After a night spent wrestling those dark thoughts, Pilar nearly threw her phone out the window when the alarm chimed at five-thirty in the morning. She was tempted to pull a pillow over her head and try to sleep in, but she knew the danger in that. Screwing with her sleep schedule on her off hours only made her slow on her on hours. So up she got on this last off day, her mood dark and stormy.
As usual, she jumped up and grabbed the pull-up bar she had installed in her bedroom doorway. She did her fifty, and then, feeling more awake if no more content, she headed to her bathroom to get her morning started.
~oOo~
Her phone rang as she was towel-drying her hair. Draping the towel over her shoulders, she walked nude into the kitchen and checked the screen. Her grandmother. Pilar knew she’d leave a message if it was something important, so she stood at the counter, in the beam of the sun streaming through the bare windows, and waited.
When the alert came up, she checked her voice mail. Call me, mija. Hugo didn’t come home last night.
Fuck. Hugo was her younger brother. Their grandmother called him a troubled soul. Sure, that was one way to put it. Half the slim piece of life she didn’t spend at the barn she spent bailing her brother out of trouble.
Pilar returned the call, and her grandmother answered immediately. “Oh, thank goodness.”
“What’s up, Nana?” She put the phone on speaker and poured herself a glass of tomato juice.
“I’m worried, mija. He didn’t come home, and he’s not answering his phone. He came home from work last night and barely said anything to me. Just changed his clothes and left again.”
Hugo worked in at a distribution center for an online retailer, loading boxes onto trucks. It was a decent job, and with his long history of short time on jobs, he’d been lucky to get it. Their grandmother had pulled some favors. Pilar expected Hugo to shit on that soon enough. He took obnoxious advantage of their grandmother, and he had from the time he was just little.
Renata Salazar was their mother’s mother. Pilar and Hugo had different fathers, both of them bangers, and both of them dead. When, twenty years ago, the drive-by shooting that killed Hugo’s father also killed their mother, Renata had gathered up her grandchildren and moved them to Madrone. She’d worked three jobs to put them in a decent house in a safe neighborhood and keep them fed and clothed. Consequently, Pilar had done a lot of the raising of Hugo.

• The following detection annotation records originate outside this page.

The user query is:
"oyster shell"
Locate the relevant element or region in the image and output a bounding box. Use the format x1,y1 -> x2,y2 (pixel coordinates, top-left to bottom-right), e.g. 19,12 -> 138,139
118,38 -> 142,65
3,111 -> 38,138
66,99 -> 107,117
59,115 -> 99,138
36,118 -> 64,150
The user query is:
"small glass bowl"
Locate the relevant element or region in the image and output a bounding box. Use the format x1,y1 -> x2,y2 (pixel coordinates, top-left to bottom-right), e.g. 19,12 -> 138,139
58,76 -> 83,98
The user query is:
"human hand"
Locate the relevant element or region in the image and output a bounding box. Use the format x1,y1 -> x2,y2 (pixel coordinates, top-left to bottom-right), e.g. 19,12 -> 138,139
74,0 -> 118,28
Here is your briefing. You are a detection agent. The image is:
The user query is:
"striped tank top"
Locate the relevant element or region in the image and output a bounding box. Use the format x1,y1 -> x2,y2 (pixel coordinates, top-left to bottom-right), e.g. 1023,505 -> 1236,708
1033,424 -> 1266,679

And she’d done a piss-poor job of it.
He was twenty-five, five years younger than she. Despite the move they’d made to get them clear of the gangs, and despite their grandmother’s hard work and strong will, Hugo was constantly on the precipice of repeating the mistakes of a father he barely even remembered. He hated to work, he loved to party, and he was always scamming for the easy buck, the easy high. He was buddies with some of the younger bangers in their fathers’ gang, the Aztec Assassins. He wasn’t a member,
but it was a standing question whether he would be.

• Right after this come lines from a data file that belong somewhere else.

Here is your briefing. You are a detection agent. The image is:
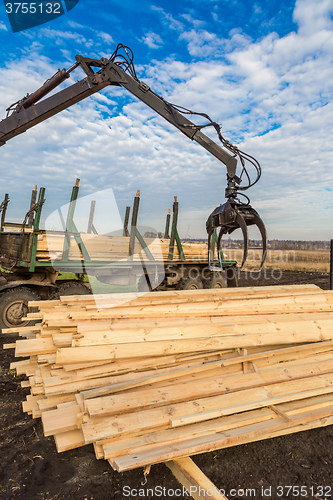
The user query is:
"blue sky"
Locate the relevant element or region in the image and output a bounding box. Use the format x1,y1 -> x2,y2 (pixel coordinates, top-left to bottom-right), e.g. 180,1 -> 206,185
0,0 -> 333,240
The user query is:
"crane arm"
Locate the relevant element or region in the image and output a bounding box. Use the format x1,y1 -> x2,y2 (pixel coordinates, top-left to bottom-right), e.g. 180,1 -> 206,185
0,55 -> 237,178
0,44 -> 266,267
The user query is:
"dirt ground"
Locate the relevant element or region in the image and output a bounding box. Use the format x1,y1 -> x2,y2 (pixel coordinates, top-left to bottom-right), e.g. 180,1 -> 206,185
0,271 -> 333,500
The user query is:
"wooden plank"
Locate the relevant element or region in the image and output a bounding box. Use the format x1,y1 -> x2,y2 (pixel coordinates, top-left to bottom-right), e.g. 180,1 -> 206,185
165,457 -> 228,500
56,329 -> 333,364
54,429 -> 86,453
82,375 -> 333,443
110,409 -> 333,472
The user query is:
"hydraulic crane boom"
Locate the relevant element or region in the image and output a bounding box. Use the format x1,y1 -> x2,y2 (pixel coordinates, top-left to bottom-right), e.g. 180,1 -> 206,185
0,45 -> 266,265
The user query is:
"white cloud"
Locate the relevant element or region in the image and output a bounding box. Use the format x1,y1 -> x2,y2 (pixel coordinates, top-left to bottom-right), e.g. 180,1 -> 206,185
141,31 -> 163,49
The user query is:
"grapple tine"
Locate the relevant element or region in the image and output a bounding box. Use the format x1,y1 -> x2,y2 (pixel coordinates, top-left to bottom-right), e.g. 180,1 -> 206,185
252,214 -> 267,271
236,213 -> 249,269
216,226 -> 228,270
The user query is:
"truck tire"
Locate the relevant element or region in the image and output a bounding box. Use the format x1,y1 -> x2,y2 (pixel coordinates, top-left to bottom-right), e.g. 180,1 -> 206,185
204,274 -> 228,288
225,266 -> 238,288
50,281 -> 91,300
0,287 -> 40,329
176,278 -> 203,290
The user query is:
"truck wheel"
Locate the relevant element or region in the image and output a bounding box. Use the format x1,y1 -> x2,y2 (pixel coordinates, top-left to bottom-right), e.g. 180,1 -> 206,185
50,281 -> 91,300
204,274 -> 228,288
176,278 -> 203,290
225,266 -> 238,288
0,287 -> 40,328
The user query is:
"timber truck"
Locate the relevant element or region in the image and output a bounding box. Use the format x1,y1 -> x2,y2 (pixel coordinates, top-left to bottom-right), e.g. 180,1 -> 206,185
0,44 -> 267,327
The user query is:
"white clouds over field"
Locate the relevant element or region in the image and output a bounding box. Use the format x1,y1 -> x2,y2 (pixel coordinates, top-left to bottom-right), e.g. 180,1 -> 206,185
0,0 -> 333,239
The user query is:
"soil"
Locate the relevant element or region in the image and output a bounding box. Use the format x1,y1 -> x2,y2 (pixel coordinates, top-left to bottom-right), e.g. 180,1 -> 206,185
0,271 -> 333,500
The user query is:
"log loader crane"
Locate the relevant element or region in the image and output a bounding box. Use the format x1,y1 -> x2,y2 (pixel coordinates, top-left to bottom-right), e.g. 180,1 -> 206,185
0,44 -> 266,330
0,44 -> 266,267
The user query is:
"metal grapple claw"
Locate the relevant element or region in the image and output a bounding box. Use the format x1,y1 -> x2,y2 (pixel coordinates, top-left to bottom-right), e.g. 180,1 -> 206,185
206,198 -> 267,269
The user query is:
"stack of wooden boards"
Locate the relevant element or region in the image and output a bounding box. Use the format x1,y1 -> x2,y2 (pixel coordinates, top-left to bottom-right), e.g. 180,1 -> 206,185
3,285 -> 333,471
36,232 -> 208,262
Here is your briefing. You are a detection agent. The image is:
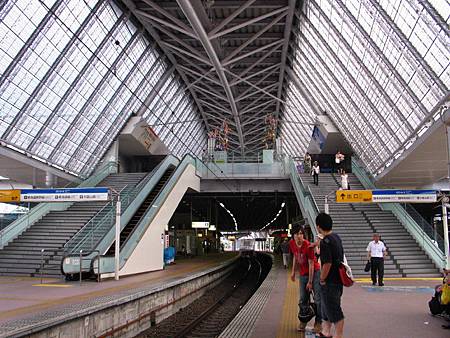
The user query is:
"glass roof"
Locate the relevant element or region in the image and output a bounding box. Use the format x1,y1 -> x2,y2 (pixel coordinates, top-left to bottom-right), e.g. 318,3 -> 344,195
0,0 -> 450,176
281,0 -> 450,175
0,0 -> 206,176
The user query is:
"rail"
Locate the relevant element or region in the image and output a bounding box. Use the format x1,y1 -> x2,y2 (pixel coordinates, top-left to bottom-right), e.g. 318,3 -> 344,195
62,155 -> 181,275
0,162 -> 117,249
93,154 -> 196,273
64,158 -> 169,255
352,157 -> 445,269
288,158 -> 319,236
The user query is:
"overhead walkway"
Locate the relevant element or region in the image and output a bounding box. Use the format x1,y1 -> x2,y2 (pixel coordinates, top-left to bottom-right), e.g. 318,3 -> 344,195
0,164 -> 146,277
300,174 -> 439,277
62,155 -> 200,278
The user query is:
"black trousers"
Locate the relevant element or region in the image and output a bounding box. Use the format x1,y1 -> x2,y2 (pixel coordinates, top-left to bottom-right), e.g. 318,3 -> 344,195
313,173 -> 319,185
370,257 -> 384,284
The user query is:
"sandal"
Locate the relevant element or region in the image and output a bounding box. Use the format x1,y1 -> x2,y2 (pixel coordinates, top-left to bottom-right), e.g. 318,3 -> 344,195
316,332 -> 333,338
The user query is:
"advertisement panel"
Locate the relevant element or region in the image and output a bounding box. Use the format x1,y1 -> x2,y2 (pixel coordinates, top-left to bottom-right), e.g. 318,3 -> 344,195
192,222 -> 209,229
372,190 -> 437,203
20,188 -> 109,202
336,190 -> 372,203
0,189 -> 20,203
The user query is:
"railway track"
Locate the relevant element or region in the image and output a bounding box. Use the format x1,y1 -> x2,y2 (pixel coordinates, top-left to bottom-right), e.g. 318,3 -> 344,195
138,254 -> 271,338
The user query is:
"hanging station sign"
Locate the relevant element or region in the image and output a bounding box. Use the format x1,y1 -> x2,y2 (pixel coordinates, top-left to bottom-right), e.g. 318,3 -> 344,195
192,222 -> 209,229
372,190 -> 437,203
0,189 -> 20,203
20,188 -> 109,203
336,189 -> 437,203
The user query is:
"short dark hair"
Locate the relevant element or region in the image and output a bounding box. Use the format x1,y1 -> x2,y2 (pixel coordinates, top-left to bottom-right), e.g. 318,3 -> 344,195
291,225 -> 306,238
316,212 -> 333,231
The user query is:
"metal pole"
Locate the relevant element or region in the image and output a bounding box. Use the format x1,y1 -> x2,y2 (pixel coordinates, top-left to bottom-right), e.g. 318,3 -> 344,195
114,195 -> 120,280
80,250 -> 83,286
442,197 -> 450,270
41,249 -> 45,284
97,251 -> 101,283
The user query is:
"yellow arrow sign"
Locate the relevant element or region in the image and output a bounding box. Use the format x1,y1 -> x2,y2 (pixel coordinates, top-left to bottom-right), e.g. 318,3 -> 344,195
336,190 -> 372,203
0,190 -> 20,203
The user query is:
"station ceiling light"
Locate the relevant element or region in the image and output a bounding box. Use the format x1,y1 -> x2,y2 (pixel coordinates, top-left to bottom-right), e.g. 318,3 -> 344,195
219,202 -> 238,231
259,202 -> 286,230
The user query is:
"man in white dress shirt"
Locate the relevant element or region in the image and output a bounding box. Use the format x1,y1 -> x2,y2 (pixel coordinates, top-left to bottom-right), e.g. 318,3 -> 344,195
367,234 -> 387,286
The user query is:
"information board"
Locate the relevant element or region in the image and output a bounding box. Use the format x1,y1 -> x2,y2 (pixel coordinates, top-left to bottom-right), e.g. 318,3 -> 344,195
20,188 -> 109,202
336,190 -> 372,203
0,189 -> 20,203
372,190 -> 437,203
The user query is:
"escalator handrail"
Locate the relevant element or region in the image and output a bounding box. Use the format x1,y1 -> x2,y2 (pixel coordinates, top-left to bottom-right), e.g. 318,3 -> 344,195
0,162 -> 117,249
116,154 -> 196,266
63,156 -> 177,259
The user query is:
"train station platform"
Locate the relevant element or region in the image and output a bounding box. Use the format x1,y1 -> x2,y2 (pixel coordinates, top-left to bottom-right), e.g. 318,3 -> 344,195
220,259 -> 449,338
0,253 -> 237,337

By the time he got through high school, actually managing to graduate and still not in the Assassins, they had both thought they’d gotten him through the tough part. But they’d been wrong. It was forever going to be the tough part for Hugo.

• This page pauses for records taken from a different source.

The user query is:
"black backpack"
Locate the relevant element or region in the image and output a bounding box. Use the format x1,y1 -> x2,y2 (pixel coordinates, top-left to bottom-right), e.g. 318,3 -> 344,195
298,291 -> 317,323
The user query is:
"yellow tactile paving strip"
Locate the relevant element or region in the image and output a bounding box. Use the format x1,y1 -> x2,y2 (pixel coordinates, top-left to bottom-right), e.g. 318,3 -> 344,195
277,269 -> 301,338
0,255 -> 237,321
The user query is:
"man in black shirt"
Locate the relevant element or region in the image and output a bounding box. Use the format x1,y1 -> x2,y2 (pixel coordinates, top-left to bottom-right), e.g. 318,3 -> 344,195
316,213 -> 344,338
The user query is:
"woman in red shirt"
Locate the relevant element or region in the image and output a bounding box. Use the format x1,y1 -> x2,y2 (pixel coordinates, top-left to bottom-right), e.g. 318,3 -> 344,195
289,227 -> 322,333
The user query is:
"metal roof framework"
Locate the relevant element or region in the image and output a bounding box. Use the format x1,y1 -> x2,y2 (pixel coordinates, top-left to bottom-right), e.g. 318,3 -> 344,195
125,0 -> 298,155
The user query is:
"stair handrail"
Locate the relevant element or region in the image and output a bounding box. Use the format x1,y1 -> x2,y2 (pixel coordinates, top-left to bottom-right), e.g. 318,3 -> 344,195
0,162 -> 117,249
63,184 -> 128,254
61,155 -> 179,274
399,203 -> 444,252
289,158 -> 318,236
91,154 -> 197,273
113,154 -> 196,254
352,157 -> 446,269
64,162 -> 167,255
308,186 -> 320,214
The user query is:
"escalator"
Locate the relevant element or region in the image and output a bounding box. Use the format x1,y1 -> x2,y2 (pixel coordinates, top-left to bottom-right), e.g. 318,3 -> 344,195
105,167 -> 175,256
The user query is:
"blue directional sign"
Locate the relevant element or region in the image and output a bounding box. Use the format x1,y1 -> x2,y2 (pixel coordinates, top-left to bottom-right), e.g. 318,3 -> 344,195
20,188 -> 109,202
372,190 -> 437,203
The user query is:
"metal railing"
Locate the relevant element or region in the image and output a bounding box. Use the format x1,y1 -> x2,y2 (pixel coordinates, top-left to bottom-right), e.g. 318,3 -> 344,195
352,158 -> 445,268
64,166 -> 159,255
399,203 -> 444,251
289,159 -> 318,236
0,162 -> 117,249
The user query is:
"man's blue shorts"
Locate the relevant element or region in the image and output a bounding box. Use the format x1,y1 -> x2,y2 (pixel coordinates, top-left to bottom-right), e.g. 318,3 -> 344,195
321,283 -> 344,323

She drank down her juice and sighed. “Okay. I’ll check around for him. You know if he’s been talking to any of his asshole buddies in particular lately?”
“Don’t swear, mija.”
“Sorry, Nana.” Pilar rolled her eyes. “Has he been?”
“No. He’s been doing good lately—just going to work and staying home with me. I don’t know what happened yesterday.”
It could be any of a number of things—somebody he owed had come looking for payment, he’d fought with his boss, he’d been rejected by a woman, anything from a big deal to a small deal could set him off and start him burning everything down.